Clients phone security teams in moments of stress, sometimes crisis. It is hard for security teams not to absorb some of this because that seems to be their job. The ultimate example of this is being phoned up in the middle of the night because an attack is unfolding.

This is where Harris advocates for meditation as a way of removing yourself from the randomness of stress, emptying the mind.

“The goal in meditation is not to clear the mind, it is to focus the mind a few nanoseconds at a time, very briefly on something like your breath. And then every time you get distracted, start again.”

The Role of Leaders

Security leaders play an important role in shaping how their staff approach stress, collectively and individually.

“Every facial tic is being examined by your team. Understanding how much influence you have is a great way to examine how what I’m doing is contributing to this,” advises Harris.

The Smartphone Effect

One of the biggest challenges in today’s work culture is that workers can be reached anywhere at any time. This acts to amplify stress because employees are always on guard for communication. IT is notorious for this because IT never sleeps.
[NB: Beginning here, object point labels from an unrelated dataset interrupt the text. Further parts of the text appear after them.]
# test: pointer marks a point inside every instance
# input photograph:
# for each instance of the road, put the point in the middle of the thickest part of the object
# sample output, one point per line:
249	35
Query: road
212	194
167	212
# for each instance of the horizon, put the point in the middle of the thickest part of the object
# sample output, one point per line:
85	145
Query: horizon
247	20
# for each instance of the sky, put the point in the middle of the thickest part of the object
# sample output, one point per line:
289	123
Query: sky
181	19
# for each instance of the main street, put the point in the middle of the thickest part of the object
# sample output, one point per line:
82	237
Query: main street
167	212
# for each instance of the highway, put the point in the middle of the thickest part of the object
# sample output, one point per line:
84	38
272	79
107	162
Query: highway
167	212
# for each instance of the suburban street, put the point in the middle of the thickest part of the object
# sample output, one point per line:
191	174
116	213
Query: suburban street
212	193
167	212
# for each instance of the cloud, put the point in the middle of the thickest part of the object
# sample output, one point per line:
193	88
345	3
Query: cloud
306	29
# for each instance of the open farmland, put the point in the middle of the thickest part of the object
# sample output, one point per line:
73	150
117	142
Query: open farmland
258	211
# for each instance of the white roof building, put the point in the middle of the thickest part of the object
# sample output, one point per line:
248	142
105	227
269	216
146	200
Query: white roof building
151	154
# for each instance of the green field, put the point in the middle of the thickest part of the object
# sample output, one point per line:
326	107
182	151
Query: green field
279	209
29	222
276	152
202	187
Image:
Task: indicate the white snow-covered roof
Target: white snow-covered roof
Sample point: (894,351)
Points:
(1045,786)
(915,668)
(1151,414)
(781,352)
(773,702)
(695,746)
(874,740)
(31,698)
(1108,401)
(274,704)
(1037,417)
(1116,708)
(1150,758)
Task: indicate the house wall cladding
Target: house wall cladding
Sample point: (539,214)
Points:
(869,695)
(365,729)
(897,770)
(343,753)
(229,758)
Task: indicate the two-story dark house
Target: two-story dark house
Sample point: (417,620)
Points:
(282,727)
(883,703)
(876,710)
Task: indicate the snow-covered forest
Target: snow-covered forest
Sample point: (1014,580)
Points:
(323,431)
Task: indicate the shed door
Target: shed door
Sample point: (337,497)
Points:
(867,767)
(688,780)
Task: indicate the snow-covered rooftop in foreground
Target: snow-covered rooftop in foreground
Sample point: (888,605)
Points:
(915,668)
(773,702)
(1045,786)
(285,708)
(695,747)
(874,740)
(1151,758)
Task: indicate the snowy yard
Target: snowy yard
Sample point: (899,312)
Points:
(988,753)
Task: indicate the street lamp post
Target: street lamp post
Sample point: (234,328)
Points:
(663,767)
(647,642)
The biggest offender is the smartphone. “The phone is not the thing that is going to help. Don’t keep your phone by your bed. Charge it in another room. I put my phone away for an extended period of time in the evening,” he cautions.

His advice is not to see stress as something that can’t be contained. Stress management is not on any cybersecurity course, nor is it part of any qualification. Nobody puts it on their CV. But it is as vital to do the job as any of these letters people put after their names. It will ensure their effectiveness at their job and their long-term personal survival. Stress wears people down until they fold or learn to cope, as Harris did.

“If you have no distance from your thoughts, you’re constantly on the string of a malevolent puppeteer of your mind,” he said.